Entre os dois "nãos" alinhavam-se, todavia, uma miríade de efemérides, das quais se destacam todas, e muitos, excessivos, intervenientes, numa primeira hermenêutica, separados pela barreira dos que disseram... não, e daqueles que disseram... sim.
Tomando como exemplo da segunda categoria os inaptos Vasco da Graça Moura, Nuno Crato, e Francisco José Viegas, temos epifanias de gente que sempre dirá entre "sim", "sim, sim", "sim, sim, sim", e mesmo, nos casos mais miseráveis, um, à maneira antiga, "sim, sim... sr. doutor". Não vou especificar de quem falo, porque o molde é tão maleável que encaixa perfeitamente em muitos mais figurinos do que os que trouxe para a ribalta. Para eles, é irrelevante uma coluna de jornal, uma direção do "Taguspark" e um poiso ministerial, logo a seguir. Às vezes, até dizem "sim"... pela ordem inversa, e para a obtenção do mais baixo.

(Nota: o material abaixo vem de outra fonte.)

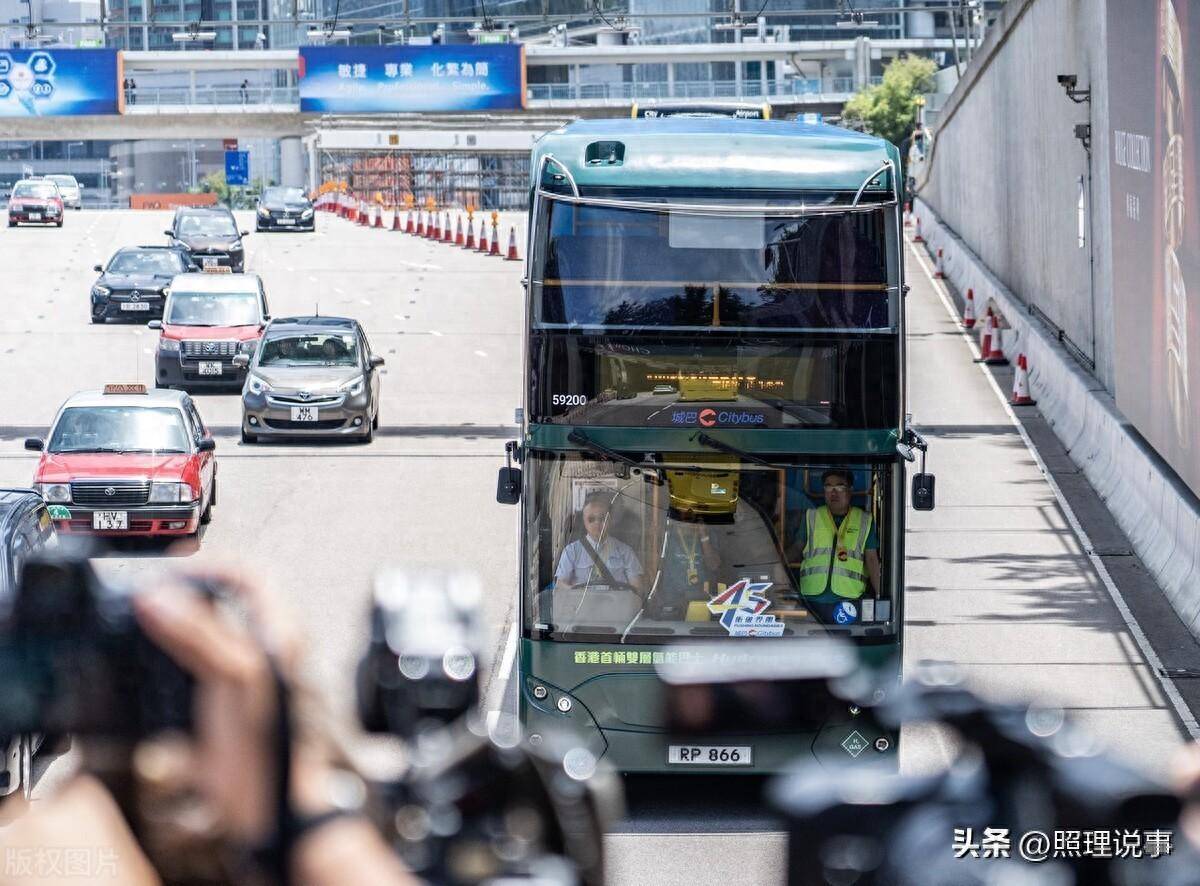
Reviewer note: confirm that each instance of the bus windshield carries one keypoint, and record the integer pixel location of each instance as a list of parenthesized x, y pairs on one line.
[(695, 545), (630, 268)]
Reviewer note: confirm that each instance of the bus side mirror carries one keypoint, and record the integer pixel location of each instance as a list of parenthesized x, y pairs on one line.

O horizonte destes "sins" é sempre o barómetro do topo da base, aquele horizonte limitado que rege as suas estátuas interiores, e estes nem serão os piores, porque há os "sins" crónicos, os "nãos", que, de facto, são permanentes "sins", como Manuel Alegre e Saramago, e, mesmo os "sins", antes de haver "Sim", como Agustina Bessa Luis, esse quisto da Língua Portuguesa, de quem o defunto Viegas, e muito bem, dizia que "já era fascista antes de haver Fascismo", e era, e é.
No extremo oposto, há os que, intelectualmente, dizem... não. Tomando um exemplo externo, Sartre, ao recusar o Nobel, estava a atribuir uma mortal valorização negativa ao galardão. O intelectual interventor é aquele que dá brilho aos prémios, não o contrário, assim como, e exemplarmente, Sartre não se posicionava politicamente, independentemente das crises ideológicas, e clubismos, pelos quais passasse. A sua posição era paradigmática: "não sou eu que tenho de seguir os políticos, são os políticos que, mais tarde ou mais cedo, terão de integrar as minhas palavras". E assim se fez.
Num horizonte cultural miserável, como o português, onde os pequenos figurantes saltam de clube em clube, de loja em loja, de seita em seita, para alcançaram o limitado patamar do seu topo da base, o "sim" impera, e é tão generalizado que acabamos por nem dele nos apercebermos, mas está, como sabem , por toda a parte.
Eu fui criado na cultura do "não", e, consequentemente, venho aqui pretar homenagem a esse gesto do "não", de Maria Velho da Costa, que hoje se reveste de particular simbolismo, nestes momentos finais do Regime. A figura mais elevado deste "não, uma cultura da resistência passiva à mediocridade, é, sem dúvida, Herberto Hélder, cuja produção literária, ao contrário da de Maria Velho da Costa, já marcou a nossa Língua, tal como a sua pessoa pública, no persistente "não", se demarcou das limitadas varandas da portugalidade. Um tempo virá em que a sua pessoa privada será relida, em funções deste duplo "não", do público e da pessoa literária.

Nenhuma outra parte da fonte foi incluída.